0 –30 gg  dopo l’intervento

– In questo periodo l’obiettivo è lenire il dolore e l’infiammazione e incrementare il range articolare senza dolore.

– Si deve indossare per 5 settimane, che è possibile togliere quando il paziente è seduto e in occasione degli esercizi dopo la terza settimana.

– Gli esercizi da eseguire sono pendolari in rilasciamento, elevazioni/depressioni delle spalle, elevazione della spalla aiutata dall’altro braccio in anteposizione e modica abduzione, mobilizzazione passiva sul piano scapolare e anche in abduzione.
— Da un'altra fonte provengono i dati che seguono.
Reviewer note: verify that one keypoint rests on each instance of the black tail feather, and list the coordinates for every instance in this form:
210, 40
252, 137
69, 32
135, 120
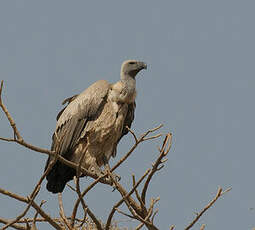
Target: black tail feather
59, 175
È possibile fare applicazioni di ghiaccio.

Dal 30 gg al 90 gg dopo l’intervento

– È importante controllare il dolore e lo stato dell’infiammazione, l’obiettivo è migliorare il range articolare. Si inizia l’idrokinesiterapia. In questo periodo solitamente si procede gradualmente con mobilizzazioni passive su tutti i piani, vengono associati anche esercizi isometrici. Primo controllo ortopedico in questa fase

Dal 90°gg al 120° gg dopo l’intervento

In questa fase lo scopo è tornare al normale range articolare con ritorno alla normale attività quotidiana  (sport e attività professionale). Si consiglia di effettuare stretching autonomo, continuare con il lavoro per la forza dei muscoli scapolari e del deltoide ed eseguire esercizi di coordinazione e propriocettività. Secondo controllo ortopedico per valutare la mobilità e la forza recuperata in extrarotazione.